|Issue #27 - December 2004|
Welcome to this issue of Naturopathic News, issue #27. It’s my goal to help you find natural solutions to health problems. This newsletter is one way to do that. The more educated you are about your health options the better able you will be to take control of your health.
NEARLY 1 IN 5 FDA SCIENTISTS PRESSURED
Almost one-fifth of the Food and Drug Administration scientists surveyed two years ago as part of an official review said they had been pressured to recommend approval of a new drug despite reservations about its safety, effectiveness, or quality.
The survey of almost 400 scientists also found that a majority had significant doubts about the adequacy of federal programs to monitor prescription drugs once they are on the market, and that more than a third were not particularly confident of the agency's ability to assess the safety of a drug.
The results of the survey, conducted by the Department of Health and Human Services' inspector general, appear to support some portions of the controversial November 2004 Senate testimony by FDA safety officer David J. Graham. The 20-year agency veteran told senators that the FDA was unable to keep some unsafe drugs off the market, and that scientists who dissented about drug safety and effectiveness were sometimes pressured and intimidated.
Graham's testimony, at a hearing into the sudden withdrawal from the market of the arthritis drug Vioxx, put a spotlight on the FDA's safety and management record. Top FDA officials later criticized Graham's testimony as inaccurate and unscientific, but the survey results indicate that some other agency scientists share similar views.
"I think this provides evidence that among the reviewing scientists at FDA, their experiences mirror the testimony I gave before Congress," Graham said yesterday. "It also shows the unfortunate experience of many mirrors what happened to me when I tried to bring safety issues to my managers and the American public."
The survey, conducted at the FDA's request, found underlying concern and discord. For instance, 36 percent of scientists said they were only somewhat confident, or not confident at all, in the FDA's decisions regarding drug safety. When it came to drug effectiveness, 22 percent of scientists said they were only somewhat confident, or not confident at all, in the agency's decisions.
As described in the report, drug manufacturers reported significantly greater confidence in both categories.
Some of the most dramatic Senate testimony that Graham delivered involved what he described as efforts by FDA supervisors to silence him and pressure him to limit his criticism of the safety of some drugs.

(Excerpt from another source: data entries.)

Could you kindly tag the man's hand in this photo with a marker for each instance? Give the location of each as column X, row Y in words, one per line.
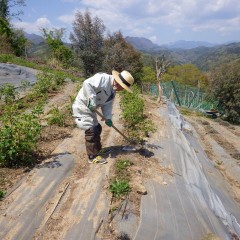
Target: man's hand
column 109, row 122
column 91, row 106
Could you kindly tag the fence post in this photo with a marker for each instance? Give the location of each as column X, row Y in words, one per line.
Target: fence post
column 179, row 103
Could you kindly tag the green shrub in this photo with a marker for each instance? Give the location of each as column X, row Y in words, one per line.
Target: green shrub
column 2, row 194
column 19, row 134
column 136, row 123
column 122, row 165
column 56, row 117
column 119, row 187
column 8, row 93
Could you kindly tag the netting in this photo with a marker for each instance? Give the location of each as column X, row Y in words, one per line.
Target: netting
column 183, row 95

In the survey, 63 of 360 respondents - 18 percent - said they had been "pressured to approve or recommend approval for a [new drug application] despite reservations about the safety, efficacy, or quality of the drug."

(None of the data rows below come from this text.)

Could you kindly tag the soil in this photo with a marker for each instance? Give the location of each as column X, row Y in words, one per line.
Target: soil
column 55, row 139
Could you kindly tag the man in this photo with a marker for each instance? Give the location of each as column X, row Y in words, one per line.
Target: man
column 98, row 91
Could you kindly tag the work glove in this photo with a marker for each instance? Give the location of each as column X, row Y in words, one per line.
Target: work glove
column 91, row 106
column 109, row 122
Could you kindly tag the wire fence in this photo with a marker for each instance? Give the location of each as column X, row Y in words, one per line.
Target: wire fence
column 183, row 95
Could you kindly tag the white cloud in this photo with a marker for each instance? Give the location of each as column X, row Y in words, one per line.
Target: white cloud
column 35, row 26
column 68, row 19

Similarly, 21 percent of survey respondents said the work environment at the FDA's Center for Drug Evaluation and Research either allowed little dissent or stifled scientific dissent entirely.
The FDA drug reviewers were also highly skeptical of the agency's ability to monitor the safety of prescription drugs once they are on the market. In all, 6 percent said they were "completely confident," 28 percent said they were "mostly confident," 47 percent said they were "somewhat confident" and 19 percent said they were "not confident at all."
The report found that some FDA reviewers believed that the speeded-up process for reviewing drugs required by Congress was causing morale problems among overworked scientists. More than half of respondents said they did not think there was sufficient time to conduct an in-depth, science-based review in the six months required for drugs given "priority" status.
GP: In light of the recent well-publicized drug disasters this news is particularly dark and disturbing.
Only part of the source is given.